I am white though; I suspect if I was Native I might have different opinions
on the police.

------
alexhawdon
Another data point from the UK:

I feel relaxed and safe when I encounter the police. Were I stopped an officer
I would do my best to assist them, and to be courteous. I would be surprised
if the courtesy were not returned. My interactions with the police have all
been positive.

FWIW I'm white British and I live in a pretty 'typical' area, crime-wise. I
accept there's a good chance I would feel differently were I a young black
male living in London.

------
imauld
American, majority of life in NYC (the worlds largest police force)

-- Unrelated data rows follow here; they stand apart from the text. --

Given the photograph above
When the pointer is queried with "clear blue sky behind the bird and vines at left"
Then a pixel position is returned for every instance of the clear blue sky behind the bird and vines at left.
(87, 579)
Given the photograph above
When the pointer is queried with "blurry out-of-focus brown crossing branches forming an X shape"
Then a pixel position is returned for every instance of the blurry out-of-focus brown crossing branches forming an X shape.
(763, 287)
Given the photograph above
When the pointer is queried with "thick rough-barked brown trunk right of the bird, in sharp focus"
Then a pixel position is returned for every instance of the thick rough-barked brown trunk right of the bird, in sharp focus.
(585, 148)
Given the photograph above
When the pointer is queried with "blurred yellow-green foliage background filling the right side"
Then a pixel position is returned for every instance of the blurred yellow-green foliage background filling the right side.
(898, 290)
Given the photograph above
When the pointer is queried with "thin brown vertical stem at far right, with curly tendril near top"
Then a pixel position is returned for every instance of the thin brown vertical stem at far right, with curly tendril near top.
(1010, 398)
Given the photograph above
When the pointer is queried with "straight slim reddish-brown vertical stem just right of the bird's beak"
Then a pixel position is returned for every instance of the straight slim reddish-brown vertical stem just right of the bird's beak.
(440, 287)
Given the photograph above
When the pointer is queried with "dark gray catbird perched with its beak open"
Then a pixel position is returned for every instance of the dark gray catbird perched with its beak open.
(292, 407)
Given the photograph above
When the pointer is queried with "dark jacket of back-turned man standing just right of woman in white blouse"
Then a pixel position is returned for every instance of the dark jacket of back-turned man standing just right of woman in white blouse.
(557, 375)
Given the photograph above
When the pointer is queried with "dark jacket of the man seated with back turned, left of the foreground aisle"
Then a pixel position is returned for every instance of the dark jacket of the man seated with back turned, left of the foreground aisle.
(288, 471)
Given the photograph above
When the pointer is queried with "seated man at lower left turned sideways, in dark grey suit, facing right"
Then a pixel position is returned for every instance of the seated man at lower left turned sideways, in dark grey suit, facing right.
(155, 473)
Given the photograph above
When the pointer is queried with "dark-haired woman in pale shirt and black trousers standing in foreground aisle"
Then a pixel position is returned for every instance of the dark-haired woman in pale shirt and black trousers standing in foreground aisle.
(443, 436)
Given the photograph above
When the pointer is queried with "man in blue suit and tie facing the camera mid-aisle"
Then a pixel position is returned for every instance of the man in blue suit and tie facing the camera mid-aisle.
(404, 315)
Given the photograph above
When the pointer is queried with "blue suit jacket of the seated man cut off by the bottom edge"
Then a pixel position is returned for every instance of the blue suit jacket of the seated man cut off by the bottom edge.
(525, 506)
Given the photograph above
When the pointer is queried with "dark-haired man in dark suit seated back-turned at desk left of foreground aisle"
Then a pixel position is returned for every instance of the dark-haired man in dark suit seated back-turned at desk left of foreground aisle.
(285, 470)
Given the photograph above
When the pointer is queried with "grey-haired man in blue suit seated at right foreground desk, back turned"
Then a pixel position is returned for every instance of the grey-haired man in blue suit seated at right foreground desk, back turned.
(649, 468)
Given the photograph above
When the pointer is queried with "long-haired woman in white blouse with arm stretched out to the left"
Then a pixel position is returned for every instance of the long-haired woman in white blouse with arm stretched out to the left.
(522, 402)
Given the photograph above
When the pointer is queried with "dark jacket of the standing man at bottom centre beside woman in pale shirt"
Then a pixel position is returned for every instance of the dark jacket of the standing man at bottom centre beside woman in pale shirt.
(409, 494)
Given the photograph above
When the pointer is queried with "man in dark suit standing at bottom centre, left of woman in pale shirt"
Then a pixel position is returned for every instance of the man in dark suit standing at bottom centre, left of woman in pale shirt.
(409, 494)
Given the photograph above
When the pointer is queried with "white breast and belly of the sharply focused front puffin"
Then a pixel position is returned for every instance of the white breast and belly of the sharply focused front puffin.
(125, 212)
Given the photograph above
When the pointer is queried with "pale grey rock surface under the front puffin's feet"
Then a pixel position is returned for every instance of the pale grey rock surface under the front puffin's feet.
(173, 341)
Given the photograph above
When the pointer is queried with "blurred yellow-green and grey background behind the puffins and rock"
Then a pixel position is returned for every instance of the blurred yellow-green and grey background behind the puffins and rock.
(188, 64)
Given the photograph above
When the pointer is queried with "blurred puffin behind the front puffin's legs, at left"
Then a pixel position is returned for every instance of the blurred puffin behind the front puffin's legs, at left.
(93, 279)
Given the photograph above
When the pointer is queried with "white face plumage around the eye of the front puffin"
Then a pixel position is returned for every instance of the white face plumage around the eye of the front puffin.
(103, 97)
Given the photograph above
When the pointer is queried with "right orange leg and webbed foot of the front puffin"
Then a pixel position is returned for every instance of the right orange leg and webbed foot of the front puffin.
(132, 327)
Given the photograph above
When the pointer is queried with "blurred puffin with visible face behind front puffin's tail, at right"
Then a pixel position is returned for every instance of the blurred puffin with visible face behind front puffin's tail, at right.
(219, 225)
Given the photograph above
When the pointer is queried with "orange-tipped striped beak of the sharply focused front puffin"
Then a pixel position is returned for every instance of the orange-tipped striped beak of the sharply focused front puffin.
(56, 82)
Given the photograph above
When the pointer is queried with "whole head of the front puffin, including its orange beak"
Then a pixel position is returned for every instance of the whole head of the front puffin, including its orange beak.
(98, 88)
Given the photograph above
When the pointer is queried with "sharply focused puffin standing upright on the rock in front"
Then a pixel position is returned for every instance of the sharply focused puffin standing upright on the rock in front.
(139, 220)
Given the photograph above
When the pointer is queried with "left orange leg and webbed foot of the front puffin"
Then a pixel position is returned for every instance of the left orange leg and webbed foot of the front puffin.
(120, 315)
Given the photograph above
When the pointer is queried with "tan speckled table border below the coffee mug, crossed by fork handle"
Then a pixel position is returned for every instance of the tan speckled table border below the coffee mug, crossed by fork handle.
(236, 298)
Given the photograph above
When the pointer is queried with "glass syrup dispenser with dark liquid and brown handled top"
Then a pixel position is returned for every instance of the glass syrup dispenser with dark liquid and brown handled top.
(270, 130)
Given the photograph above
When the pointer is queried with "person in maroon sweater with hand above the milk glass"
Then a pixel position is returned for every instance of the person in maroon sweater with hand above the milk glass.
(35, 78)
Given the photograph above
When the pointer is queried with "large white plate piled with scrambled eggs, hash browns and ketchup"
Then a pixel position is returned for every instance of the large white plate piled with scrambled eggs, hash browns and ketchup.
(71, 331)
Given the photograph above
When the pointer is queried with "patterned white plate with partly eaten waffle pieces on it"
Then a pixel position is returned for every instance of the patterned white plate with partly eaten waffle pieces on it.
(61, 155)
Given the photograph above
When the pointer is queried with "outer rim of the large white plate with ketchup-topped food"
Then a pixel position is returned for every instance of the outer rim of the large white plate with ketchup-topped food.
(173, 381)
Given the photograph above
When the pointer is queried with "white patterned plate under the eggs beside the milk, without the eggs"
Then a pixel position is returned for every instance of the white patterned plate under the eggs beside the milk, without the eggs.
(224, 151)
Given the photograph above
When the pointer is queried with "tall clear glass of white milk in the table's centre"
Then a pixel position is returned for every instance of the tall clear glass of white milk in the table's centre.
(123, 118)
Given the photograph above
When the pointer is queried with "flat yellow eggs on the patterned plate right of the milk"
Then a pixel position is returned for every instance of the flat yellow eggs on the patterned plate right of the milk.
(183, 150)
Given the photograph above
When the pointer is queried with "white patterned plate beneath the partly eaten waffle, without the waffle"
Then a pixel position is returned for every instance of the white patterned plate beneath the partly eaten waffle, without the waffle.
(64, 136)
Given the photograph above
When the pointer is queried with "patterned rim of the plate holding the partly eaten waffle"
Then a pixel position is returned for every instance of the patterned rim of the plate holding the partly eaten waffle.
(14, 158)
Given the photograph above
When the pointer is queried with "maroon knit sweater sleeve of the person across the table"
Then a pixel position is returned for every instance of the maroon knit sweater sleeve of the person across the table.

I can't stand being around them. They are arrogant, aggressive and petty. They
frequently take liberties with the law to suit themselves. The NYPD has
recently taken to posting dehumanizing pictures of the homeless on Twitter to
shame the mayor.

"We know you didn't do it but we are arresting you anyway" \- Police officer
to me

------
andrewmcwatters
American, safe/protected. I feel like the police are villified in American
media, promoting paranoia over nothing. That, and to incite racial tension.

------
anon3_
Hi, interesting post.

First I wanted to say USA may be different from others in the fact that
silence can't be hold against you. If police detain you, the advice I hear
from lawyers is to zip it.
([https://www.youtube.com/watch?v=ZGgKLgVNfAo](https://www.youtube.com/watch?v=ZGgKLgVNfAo)
is a great presentation featuring a former detective and a defense attorney)

In other countries, like UK - not giving an alibi in situ _can_ be used
against you.

In USA - I trust the integrity of the legal system, but the police are trained
to use deception - ranging from gigantic pretexts, like posing as your
telephone repair man, to simple bluffs and lies. (Funny spoof:
[https://www.youtube.com/watch?v=DfF8OSlGhKk](https://www.youtube.com/watch?v=DfF8OSlGhKk))

This creates a chilling effect of distrust which discourages informants. No
one worth his salt can take a cop at his or her word. And I think the
cumulative result that has on communities is drowned in relation to what we
see with cop violence in the public eye.

Not having a line between community and police means cases can go unsolved and
serious crime can go unpunished.

------
cooperm00
One time at band camp a policeman confiscated my flute. And I never got it
back.